Monday, October 1, 2012

What is Tally Table in SQL Server?

In this post, I am going to explain about Tally table and it’s uses in T-SQL programming.

A Tally table is like any other table but having a single column of sequential numbers, values starting from 1 (or 0) to some N (int) number.
The largest number in the Tally table should be based on what suits your system, application, or database most. So don't use very high number. Also column of Tally should be indexed for better performance.

I use Tally table to generate 25 years of dates, so my Tally tables will have values from 1 to 10,000 (25 years * 365.25 days = 9131.25)


How to Create a Tally Table
There are several methods to create a Tally table. I will use one of the simplest and obvious option - WHILE loop because it's easier to explain and simpler than others.



SET NOCOUNT ON;
IF OBJECT_ID('dbo.Tally') IS NOT NULL   DROP TABLE dbo.Tally
GO

-- Define how many rows you want in Tally table.
-- I am inserting only 10000 rows
SET ROWCOUNT 10000

SELECT IDENTITY(INT, 1, 1) ID
INTO dbo.Tally
FROM master.sys.all_columns c
CROSS JOIN master.sys.all_columns c1
-- you may use one more cross join if tally table required hundreds of million rows

SET ROWCOUNT 0

-- ADD (unique) clustered index
CREATE UNIQUE CLUSTERED INDEX PKC_Tally ON dbo.Tally (ID)
GO

 
How to use Tally table in T-SQL and what are the advantages?

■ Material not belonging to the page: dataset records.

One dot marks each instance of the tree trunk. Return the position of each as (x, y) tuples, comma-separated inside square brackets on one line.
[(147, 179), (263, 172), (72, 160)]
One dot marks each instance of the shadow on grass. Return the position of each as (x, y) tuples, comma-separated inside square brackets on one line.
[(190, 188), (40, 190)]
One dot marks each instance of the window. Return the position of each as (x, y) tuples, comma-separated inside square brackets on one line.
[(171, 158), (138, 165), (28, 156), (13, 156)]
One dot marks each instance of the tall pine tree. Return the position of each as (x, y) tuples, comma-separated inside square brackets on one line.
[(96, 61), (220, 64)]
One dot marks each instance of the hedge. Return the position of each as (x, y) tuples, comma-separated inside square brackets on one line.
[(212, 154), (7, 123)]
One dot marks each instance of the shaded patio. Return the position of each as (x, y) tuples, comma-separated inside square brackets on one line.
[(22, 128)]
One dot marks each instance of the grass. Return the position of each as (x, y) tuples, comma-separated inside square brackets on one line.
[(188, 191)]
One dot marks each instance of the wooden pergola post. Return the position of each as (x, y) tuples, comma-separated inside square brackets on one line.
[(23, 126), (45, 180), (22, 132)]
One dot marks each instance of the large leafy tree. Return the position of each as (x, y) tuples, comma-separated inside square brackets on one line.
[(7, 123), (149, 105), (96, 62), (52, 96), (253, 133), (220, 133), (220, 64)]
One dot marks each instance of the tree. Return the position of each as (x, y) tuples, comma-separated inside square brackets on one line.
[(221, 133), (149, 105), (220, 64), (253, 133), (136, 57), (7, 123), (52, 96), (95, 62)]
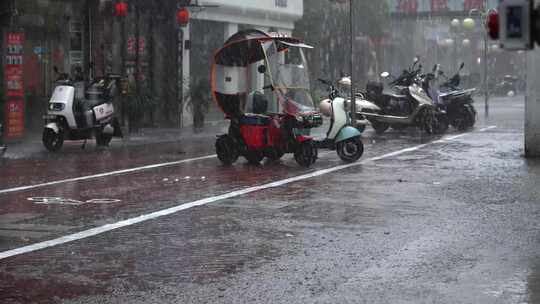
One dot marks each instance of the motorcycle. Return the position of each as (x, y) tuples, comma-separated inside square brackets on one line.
[(341, 136), (272, 115), (404, 104), (452, 99), (76, 113)]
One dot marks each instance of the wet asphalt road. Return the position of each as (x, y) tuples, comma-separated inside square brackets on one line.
[(453, 221)]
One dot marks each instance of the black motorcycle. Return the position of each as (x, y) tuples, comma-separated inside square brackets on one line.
[(455, 101), (403, 103)]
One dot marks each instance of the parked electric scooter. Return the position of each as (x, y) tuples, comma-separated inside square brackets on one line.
[(74, 113), (341, 136), (3, 147), (405, 104), (452, 99)]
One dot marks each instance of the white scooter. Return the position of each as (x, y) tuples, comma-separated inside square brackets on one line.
[(3, 147), (74, 113), (341, 136)]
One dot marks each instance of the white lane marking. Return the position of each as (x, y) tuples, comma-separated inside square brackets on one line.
[(451, 138), (45, 200), (94, 176), (154, 215)]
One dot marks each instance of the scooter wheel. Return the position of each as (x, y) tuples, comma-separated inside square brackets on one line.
[(306, 154), (467, 118), (380, 127), (441, 123), (226, 150), (103, 139), (52, 141), (350, 150)]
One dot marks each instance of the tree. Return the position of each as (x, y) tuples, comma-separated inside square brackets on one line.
[(326, 26)]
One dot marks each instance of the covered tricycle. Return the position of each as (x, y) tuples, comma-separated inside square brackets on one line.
[(260, 81)]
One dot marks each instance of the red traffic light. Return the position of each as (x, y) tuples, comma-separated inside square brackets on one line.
[(182, 16), (120, 9), (492, 25)]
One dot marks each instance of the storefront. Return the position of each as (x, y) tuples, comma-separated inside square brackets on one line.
[(144, 43)]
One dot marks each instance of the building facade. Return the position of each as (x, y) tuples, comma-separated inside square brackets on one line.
[(146, 45)]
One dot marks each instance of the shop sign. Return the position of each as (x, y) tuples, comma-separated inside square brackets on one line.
[(13, 64), (437, 6), (14, 85), (14, 120)]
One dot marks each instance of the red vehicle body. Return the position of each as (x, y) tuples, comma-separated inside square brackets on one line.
[(267, 119)]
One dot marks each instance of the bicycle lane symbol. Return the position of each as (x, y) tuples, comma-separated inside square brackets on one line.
[(46, 200)]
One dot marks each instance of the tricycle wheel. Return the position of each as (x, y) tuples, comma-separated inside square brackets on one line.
[(226, 150), (275, 155), (350, 150), (306, 154), (254, 157)]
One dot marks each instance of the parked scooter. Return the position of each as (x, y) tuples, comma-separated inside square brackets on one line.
[(341, 136), (404, 104), (74, 113), (451, 98), (510, 85), (3, 147)]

There are several advantages of a Tally table. Here are some of the examples:

Ø  To generate Date Range for given Start Date and End Date

Ø  To Manipulate strings, like:

·         Find the positions of a character in a string.

·         Find the total occurances of a character in a string
·         Split comma seperated values
 
I will explain these advantages with examples.

Generate Date Range using Tally Table

Generally you would require a WHILE loop to create Date Range values. However, it is very easy to generate date range using tally. Its much faster than WHILE loop:
 
-- Generate Date range
DECLARE @BeginDate DATE = '2001-01-01', @EndDate DATE = '2025-12-31'
SELECT DATEADD(DD, ID-1, @BeginDate) [Date]
,DAY(DATEADD(DD, ID-1, @BeginDate)) [Day]
,MONTH(DATEADD(DD, ID-1, @BeginDate)) [Month]
,YEAR(DATEADD(DD, ID-1, @BeginDate)) [Year]
FROM dbo.Tally
WHERE ID <= DATEDIFF(DD, @BeginDate, @EndDate) + 1
Here is the output:

 


 

 













Find a Character Positions in a String using Tally Table

You can find a character position using string functions and WHILE loop. But Tally table makes it much simpler than any other method, yet faster. Here is an example:

-- Find the position numbers of comma in a given string.
DECLARE @Str VARCHAR(1000), @FindChar CHAR(1) = ','
SET @Str = 'Hari,Jon,Ravi,Vijay,Peter,Max' --Input String
 
SELECT ID AS CharPosition
FROM dbo.Tally 
WHERE ID <= LEN(@Str) 
AND SUBSTRING(@Str, ID, 1) = @FindChar
ORDER BY ID

 

Here is the output:

 



 

 









Find count of all the occurrences of a Character in a String using Tally Table

You can find the count of all the occurrences of a character in a string using Tally table by slightly modifying above query:
 
-- Find the occurrences of a character in a given string.
DECLARE @Str VARCHAR(1000), @FindChar CHAR(1) = 'a'
SET @Str = 'Hari,Jon,Ravi,Vijay,Peter,Max' --Input String

SELECT COUNT(1) AS CharCount
FROM (
SELECT ID AS CharPosition
FROM dbo.Tally 
WHERE ID <= LEN(@Str) 
AND SUBSTRING(@Str, ID, 1) = @FindChar
) AS Temp
 

Here is the output:

 

 













Split Comma Seperated values using Tally table

I had posted a separate article about Function to Split Multi-valued String couple of years back.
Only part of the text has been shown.